Il lave soigneusement ses mains couvertes de cicatrices et de taches de vieillesse. Des mains dont la puissance a broyé, effleuré, pris et donné. Il lève les yeux vers le miroir. Son regard éteint, englouti dans ses orbites comme des fosses souterraines, manque de le faire verser. Il ne s’y reconnaît plus. Sa peau ravinée, racornie comme un film plastique durci par le sel et le vent, recouvre à peine, blafarde, les os saillants de sa mâchoire serrée.

Il se force à cette contemplation du peu qui lui reste, pour faire face à son ultime ennemi, le plus puissant, le plus insaisissable. Il est le dernier de son époque. Tous les autres, les alliés, ont disparu depuis longtemps, ravagés par les soubresauts d’agonie d’une ville qui doit sa renommée à l’application stricte d’une vision épique du bien et du mal. Jim flingué en pleine rue par l’un de ses ex-lieutenants, à l’aube de sa retraite. Funérailles en grande pompe, discours poignant du maire, rideau. Dick, le premier de ses Robin, sous entraves chimiques longue durée dans l’annexe souterraine d’Arkham récompensée par un prix d’architecture.

Et le dernier d’entre eux, Damian, comme une plaie purulente à jamais infectée. Enième figurine héroïque jetable, Damian, son petit garçon, poignardé à mort par un quidam en plein délire suite à une nouvelle contamination du système de distribution des eaux de Gotham. Les hurlements de Talia résonnent encore du jour où son corps écharpé a été découvert à deux pas de Park Row.

Et les autres, tous les autres bien sûr, les vilains de l’affaire, les maniaques expérimentaux, les zombies de la chimie, les mégalomanes radioactifs, les junkies du pouvoir ou de la terreur, les sadiques tout simplement, qui se suivent et se substituent les uns aux autres comme les canettes de soda dans un distributeur, il ne les oublie pas.
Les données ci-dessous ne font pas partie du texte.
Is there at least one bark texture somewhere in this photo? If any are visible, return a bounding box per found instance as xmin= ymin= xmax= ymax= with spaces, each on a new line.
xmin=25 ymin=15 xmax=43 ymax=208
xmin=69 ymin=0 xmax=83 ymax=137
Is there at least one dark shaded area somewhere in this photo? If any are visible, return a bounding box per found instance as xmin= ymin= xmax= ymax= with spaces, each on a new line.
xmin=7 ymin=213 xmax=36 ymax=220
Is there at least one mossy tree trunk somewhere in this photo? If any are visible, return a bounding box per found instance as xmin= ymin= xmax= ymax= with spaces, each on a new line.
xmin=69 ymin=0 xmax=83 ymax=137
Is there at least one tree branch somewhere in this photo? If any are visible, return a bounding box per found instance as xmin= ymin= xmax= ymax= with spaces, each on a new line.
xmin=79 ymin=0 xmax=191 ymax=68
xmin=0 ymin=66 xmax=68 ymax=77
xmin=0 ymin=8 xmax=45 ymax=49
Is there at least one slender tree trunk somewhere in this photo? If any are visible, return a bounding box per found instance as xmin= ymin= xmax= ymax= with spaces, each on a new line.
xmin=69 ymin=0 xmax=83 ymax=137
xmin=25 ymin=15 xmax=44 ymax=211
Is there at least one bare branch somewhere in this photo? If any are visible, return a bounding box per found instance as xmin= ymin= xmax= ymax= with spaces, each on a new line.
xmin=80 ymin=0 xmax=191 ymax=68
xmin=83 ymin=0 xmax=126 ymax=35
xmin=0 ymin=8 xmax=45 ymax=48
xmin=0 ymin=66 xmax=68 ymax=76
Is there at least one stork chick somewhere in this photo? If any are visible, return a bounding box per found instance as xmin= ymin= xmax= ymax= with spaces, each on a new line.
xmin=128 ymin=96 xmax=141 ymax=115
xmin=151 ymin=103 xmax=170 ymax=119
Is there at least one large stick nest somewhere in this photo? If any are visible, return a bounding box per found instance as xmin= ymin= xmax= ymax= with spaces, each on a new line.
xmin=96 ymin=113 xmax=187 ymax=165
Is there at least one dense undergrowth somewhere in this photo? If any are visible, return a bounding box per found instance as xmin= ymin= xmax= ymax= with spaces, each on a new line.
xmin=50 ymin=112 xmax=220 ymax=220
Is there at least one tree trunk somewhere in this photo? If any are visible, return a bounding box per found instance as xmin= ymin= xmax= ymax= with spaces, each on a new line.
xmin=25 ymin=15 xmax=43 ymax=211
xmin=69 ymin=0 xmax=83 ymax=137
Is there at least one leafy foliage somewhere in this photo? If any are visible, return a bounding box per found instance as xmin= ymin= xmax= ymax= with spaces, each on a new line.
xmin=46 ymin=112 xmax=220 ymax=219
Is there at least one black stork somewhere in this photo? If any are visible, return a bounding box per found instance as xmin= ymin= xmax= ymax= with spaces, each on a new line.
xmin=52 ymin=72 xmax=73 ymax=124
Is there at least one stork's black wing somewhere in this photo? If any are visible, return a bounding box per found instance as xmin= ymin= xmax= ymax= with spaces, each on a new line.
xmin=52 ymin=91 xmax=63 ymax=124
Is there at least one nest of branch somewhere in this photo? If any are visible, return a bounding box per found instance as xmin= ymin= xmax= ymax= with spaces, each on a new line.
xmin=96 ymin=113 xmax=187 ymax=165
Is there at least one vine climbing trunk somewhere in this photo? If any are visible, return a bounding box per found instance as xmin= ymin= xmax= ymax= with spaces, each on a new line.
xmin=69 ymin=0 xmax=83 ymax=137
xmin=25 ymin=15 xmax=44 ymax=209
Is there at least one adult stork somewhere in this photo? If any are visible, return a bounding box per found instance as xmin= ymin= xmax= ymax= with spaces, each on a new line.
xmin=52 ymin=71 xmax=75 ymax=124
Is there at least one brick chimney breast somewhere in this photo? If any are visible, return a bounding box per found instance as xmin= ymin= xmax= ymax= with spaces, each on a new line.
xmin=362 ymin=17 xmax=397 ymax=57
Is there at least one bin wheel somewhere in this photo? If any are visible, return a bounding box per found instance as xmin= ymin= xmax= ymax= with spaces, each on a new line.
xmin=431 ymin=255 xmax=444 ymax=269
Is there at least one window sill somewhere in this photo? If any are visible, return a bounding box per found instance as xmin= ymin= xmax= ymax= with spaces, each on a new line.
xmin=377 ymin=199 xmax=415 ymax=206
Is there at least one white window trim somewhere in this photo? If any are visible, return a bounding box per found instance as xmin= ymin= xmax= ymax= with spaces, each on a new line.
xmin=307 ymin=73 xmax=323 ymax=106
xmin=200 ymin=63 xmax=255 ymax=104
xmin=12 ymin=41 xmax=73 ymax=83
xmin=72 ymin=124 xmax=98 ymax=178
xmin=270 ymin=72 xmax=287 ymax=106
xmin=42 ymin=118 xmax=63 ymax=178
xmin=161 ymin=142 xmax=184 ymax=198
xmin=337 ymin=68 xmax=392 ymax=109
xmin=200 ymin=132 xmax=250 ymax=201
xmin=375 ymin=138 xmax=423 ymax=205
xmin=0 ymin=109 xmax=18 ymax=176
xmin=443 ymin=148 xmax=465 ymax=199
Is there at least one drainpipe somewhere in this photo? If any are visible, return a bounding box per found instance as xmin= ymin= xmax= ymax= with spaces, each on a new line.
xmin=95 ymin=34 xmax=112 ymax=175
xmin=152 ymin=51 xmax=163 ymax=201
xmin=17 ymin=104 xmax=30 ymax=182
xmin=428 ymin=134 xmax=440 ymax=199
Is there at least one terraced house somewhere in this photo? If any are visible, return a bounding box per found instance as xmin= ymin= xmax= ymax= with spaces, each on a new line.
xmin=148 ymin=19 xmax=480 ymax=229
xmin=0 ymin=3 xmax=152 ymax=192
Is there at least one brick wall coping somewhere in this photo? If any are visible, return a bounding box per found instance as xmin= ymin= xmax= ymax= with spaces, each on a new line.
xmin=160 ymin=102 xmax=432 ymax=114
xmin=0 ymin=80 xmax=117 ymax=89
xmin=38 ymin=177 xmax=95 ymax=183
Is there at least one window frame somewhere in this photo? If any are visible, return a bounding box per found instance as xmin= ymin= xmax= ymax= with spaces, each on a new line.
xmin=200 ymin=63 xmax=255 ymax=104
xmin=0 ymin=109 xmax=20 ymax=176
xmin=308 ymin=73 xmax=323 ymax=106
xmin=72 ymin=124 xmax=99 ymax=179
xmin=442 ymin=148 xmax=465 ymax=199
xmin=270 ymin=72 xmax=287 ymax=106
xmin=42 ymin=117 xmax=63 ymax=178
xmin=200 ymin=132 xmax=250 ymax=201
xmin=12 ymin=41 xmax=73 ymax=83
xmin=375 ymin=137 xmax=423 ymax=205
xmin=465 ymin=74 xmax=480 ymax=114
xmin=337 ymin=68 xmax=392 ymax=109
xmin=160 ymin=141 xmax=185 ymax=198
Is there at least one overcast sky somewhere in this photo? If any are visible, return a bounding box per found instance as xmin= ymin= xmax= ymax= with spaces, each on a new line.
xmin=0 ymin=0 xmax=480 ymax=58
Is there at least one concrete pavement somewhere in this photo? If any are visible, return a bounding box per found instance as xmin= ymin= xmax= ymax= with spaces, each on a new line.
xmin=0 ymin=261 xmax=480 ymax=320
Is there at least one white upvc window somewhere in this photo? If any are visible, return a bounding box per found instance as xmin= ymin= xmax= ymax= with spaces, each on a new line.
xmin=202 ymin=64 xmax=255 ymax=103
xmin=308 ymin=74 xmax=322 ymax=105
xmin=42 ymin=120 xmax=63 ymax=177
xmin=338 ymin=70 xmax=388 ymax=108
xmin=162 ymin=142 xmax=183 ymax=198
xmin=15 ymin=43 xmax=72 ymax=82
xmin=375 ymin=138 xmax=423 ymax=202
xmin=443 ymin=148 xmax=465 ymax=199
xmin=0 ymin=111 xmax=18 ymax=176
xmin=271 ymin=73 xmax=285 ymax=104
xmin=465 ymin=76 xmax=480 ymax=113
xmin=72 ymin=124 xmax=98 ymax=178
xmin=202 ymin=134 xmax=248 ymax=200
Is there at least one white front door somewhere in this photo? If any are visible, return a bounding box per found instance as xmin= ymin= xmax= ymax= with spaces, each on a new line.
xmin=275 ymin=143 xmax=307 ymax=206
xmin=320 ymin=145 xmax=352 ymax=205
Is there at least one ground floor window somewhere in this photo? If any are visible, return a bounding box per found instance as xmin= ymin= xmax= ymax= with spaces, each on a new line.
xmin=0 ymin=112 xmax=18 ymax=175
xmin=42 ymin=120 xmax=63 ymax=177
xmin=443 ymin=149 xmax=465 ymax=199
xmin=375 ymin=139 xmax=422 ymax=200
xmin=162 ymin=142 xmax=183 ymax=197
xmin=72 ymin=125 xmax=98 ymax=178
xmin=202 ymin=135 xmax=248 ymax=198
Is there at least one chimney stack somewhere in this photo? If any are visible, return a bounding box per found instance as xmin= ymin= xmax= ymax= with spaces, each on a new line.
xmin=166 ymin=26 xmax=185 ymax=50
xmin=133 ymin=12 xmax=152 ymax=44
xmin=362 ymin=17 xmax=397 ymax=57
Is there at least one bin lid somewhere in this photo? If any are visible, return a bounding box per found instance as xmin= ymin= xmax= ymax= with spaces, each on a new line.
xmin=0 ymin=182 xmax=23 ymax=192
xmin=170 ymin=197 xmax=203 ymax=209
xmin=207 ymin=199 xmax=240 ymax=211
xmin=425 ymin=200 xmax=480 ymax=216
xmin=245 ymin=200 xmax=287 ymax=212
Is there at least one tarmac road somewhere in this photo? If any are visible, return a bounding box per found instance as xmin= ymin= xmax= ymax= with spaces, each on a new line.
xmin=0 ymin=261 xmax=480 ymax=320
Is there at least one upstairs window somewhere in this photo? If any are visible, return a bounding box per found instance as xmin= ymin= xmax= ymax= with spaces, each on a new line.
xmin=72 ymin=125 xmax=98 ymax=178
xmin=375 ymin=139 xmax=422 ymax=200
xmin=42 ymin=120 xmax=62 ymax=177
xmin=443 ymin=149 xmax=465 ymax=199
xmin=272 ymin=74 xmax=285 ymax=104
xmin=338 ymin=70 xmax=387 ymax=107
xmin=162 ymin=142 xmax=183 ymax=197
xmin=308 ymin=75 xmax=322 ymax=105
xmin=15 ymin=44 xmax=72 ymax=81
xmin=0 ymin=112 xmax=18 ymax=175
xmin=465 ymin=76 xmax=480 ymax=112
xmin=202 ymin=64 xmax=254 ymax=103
Ils l’ont eu à l’usure. Oui. Mais ils ne l’ont pas tué. Peut-être auraient-ils dû. Il garde seulement pour lui cette satisfaction qu’il n’y a pas de vrai vainqueur. Il n’y en aura jamais. De toutes façons, il n’a plus de monnaie.

A un moment, une lueur se fait derrière lui, dans l’entrebâillement de la porte restée ouverte. Une lueur ténue mais chaude qui vacille dans l’opacité du miroir. La lueur progresse doucement, fragile, comme une chandelle entre les mains d’un petit enfant. C’est un présent.

Peu à peu, il commence à percevoir les couleurs qui se dessinent dans son oeil fatigué par la cataracte. Le vert acide qui se dégrade sur des mèches éparses, emmêlées ; l’épaisseur inerte du blanc de plomb, comme une armure infantile ; le vif du violet qui tranche avec la nuit qui l’habite. Et le rouge, le rouge, comme une ligne de démarcation entre leurs deux mondes, si souvent franchie. Le rouge, comme un chemin. Le rouge, comme un cordon de chair qui les ligote l’un à l’autre, à jamais soudés.

Pour la première fois depuis depuis longtemps, il est touché par cette sensation étrange, puissante et invasive, qu’il a si souvent infligée sans plus l’éprouver vraiment. Il a connu la peur étant enfant. Puis la peur est devenue son alliée.

C’est alors que le sourire de taré du Joker souffle la flamme.

Happy birthday, sweetheart !

En mai 2019, Batman, créature de Bob Kane et Bill Finger souffle ses 80 bougies.